Originally Posted by

**kiton**
There is a formal test for heterogeniety - Hausman Chi-square test. Not the one for model comparison, but the one for testing wether there exists correlation between the predictors and the residuals.

the Hausman test is not a test for unobserved heterogenetiy. the Hausman test is a test of **EN**dogeneity (as opposed to **EX**ogeneity, which i'm guessing is what you were going for). **EN**dogeneity can happen for many reasons (measurement error, omitted variable models, etc.) but unobserved heterogeneity is not one of them... unless the constituting models of the heterogeneity are endogenous themselves (then it just becomes a big fat mess).

noetsi, unobserved heterogeneity is not only an issue of Cox regression. the models that we usually learn all assume homogeneity of the samples. i'll provide an R example for you using basic OLS regression. it has some small simulation stuff there so it can keep you interested

anyhoo, say noetsi wants to do an OLS multiple regression but he doesn't know his sample is actually a mix of samples coming from populations with two different regression equations in the population.

the first population is paramterized by the multiple regression:

y1 = 5 + 5x11 + 5x12 + e (where e has a variance of 5)

the second population is paramterized by the equation:

y2 = -5 - 5x21 -5x22 + e (where e also has a variance of 5)

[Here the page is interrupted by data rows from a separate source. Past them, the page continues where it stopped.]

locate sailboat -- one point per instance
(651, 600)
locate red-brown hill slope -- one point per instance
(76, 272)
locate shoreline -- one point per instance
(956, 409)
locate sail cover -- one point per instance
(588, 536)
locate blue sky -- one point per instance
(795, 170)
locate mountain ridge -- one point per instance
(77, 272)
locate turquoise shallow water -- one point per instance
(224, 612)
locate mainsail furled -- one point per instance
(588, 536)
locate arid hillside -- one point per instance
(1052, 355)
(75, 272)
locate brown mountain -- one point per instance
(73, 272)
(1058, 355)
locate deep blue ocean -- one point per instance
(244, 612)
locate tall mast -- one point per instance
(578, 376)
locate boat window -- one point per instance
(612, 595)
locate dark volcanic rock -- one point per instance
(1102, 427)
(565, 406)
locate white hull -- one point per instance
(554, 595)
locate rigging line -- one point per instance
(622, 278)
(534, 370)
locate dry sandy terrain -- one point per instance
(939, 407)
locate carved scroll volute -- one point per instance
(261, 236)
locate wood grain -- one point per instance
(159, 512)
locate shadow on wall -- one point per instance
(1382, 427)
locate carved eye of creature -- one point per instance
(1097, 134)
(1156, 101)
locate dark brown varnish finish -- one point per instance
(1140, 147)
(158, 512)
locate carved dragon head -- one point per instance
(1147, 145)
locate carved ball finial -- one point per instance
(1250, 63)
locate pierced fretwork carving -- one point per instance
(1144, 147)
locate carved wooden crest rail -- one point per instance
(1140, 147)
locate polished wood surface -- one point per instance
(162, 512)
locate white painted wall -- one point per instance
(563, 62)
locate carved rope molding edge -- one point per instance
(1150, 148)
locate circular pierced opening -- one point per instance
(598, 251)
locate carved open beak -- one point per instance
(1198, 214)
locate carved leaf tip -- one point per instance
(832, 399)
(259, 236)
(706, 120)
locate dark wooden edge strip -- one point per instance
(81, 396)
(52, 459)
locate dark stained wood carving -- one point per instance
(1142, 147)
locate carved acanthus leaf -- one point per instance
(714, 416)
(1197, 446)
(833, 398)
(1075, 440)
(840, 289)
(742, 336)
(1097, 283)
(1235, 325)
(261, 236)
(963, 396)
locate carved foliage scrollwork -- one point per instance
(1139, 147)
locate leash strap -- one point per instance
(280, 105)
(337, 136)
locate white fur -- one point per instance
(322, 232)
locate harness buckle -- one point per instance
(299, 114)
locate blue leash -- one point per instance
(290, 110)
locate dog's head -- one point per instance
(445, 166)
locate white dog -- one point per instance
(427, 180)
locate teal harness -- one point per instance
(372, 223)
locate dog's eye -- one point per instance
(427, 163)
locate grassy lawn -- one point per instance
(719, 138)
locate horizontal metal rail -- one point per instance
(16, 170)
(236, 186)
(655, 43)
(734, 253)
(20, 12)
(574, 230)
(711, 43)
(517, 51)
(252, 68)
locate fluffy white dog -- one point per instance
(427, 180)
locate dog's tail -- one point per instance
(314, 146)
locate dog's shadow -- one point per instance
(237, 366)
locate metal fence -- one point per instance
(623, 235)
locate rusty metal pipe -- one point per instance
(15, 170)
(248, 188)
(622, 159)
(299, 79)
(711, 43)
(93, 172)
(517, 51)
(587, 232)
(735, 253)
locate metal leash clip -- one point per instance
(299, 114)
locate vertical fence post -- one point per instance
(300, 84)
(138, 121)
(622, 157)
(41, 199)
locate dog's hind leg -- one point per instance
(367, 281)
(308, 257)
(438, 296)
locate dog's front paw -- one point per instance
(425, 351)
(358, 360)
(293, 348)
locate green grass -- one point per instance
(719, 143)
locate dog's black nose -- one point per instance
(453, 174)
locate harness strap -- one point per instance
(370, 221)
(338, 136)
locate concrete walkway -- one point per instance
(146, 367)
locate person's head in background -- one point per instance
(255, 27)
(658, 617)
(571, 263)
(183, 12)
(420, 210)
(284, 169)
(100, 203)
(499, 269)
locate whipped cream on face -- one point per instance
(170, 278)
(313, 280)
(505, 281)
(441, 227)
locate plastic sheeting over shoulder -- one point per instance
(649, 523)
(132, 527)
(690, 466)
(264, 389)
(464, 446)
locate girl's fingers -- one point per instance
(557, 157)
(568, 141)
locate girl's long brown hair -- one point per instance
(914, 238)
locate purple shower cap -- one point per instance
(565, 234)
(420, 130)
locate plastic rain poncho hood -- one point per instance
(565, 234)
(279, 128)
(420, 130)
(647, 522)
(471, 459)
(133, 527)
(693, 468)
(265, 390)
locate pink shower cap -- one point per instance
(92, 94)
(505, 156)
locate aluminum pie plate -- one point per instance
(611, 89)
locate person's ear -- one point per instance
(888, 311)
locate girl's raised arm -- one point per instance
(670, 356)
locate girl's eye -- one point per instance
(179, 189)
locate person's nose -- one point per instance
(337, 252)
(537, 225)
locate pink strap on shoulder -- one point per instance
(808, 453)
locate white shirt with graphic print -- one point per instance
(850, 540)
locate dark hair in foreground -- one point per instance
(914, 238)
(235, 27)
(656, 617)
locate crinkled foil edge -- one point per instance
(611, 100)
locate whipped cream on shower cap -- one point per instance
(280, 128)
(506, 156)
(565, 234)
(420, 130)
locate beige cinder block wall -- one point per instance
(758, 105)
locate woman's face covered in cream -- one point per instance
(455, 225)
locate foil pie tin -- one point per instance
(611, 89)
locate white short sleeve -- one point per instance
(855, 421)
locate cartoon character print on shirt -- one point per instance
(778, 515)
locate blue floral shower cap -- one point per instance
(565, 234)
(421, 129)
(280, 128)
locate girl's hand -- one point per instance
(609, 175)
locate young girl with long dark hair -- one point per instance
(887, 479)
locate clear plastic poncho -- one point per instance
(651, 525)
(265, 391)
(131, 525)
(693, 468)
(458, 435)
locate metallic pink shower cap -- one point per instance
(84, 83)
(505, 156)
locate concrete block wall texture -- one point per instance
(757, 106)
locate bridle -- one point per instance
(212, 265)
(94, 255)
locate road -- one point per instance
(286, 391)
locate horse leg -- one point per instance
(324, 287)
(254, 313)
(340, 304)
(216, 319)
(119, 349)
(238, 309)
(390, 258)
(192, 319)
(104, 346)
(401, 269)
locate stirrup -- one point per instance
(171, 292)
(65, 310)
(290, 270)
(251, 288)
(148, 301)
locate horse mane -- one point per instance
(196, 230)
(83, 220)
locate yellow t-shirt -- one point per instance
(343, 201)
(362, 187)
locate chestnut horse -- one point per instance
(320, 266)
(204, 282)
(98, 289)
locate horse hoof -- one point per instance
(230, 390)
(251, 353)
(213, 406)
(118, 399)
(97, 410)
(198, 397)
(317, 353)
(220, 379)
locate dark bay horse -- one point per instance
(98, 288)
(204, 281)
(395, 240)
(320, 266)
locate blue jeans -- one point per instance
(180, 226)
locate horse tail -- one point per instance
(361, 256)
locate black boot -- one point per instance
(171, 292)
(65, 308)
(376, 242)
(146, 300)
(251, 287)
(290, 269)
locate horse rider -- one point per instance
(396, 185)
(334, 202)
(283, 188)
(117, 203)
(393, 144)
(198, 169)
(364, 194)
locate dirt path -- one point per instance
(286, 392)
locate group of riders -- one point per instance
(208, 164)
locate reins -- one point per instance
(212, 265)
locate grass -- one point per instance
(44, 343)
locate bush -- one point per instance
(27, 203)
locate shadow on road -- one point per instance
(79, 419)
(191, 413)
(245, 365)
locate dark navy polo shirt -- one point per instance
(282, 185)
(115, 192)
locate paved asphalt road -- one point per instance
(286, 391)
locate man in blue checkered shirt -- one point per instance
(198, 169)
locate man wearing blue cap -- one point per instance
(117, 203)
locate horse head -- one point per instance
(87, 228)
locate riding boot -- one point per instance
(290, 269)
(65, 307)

so, if you sample say 1000 people from each group and fit each regression separately:

they are pretty nifty regressions by themselves. all the regression coefficients are significant, R-squared is over 60% in both cases. cool stuff.

but this is NOT what noetsi sees. noetsi doesn't know that there are actually two distinct samples from two distinct populations with two distnct regression equations. what noetsi sees is this:

so Y, X1 and X2 have each 2000 sampling units (1000 coming from Regression #1 and 1000 coming from Regression #2). as you can see, this combined-regression data set is not as nifty as each regression by itself. the R-squared is a meager 10% and the regression coefficients are lower in both cases with higher standard errors. and that makes sense. you have two samples that are behaving in entirely different ways... one has the regression line going up and the other one has the regression line going down.

within statistical parlance, we usually refer to "unobserved heterogeneity" as either finite mixtures (in statistics) or latent classes (in psychometrics). what you have is a finite mixture of multivariate normal distributions, each paramterzied by its own regression.

there are ways in which you can test for this. the only way i know is to actually fit a mixture model and see whether the fit statistics it gives you (usually information crtieria of various sorts but also more advanced things like a bootstrapped likelihood ratio test).

i can demo this example with a very nifty R package called flexmix and do something like this

first of all, see how well the EM algorithm that runs under flexmix recognized that there were two samples. it allocates 1041 to sample 1 and 959 to sample 2. so it's off for less than 100 sampling units! good stuff! second, see the drop on BIC from 14727 for a model that assumes homogeneity (only 1 class) to 14556 for a model that assumes 2 latent classes. if you were to fit a model that assumes 3, 4 or more latent classes you would see the BIC go up again, in which case you know you should choose the model that assumes 2 latent classes.

if you play around a little bit with these fit statistics you should be able to get evidence from your data to decide whether or not unboserved heterogeneity is present. and, if it is present, you at least can do something about it and model it.

i'm sure SAS can do this as well. but as you know, SAS is in cahoots with the evil, evil Cauchy Distribution and i wouldn't even touch it with a 10ft pole!!!! MWAHAHAHAHAHAHAHAHAHAHAHAAAAA!!!!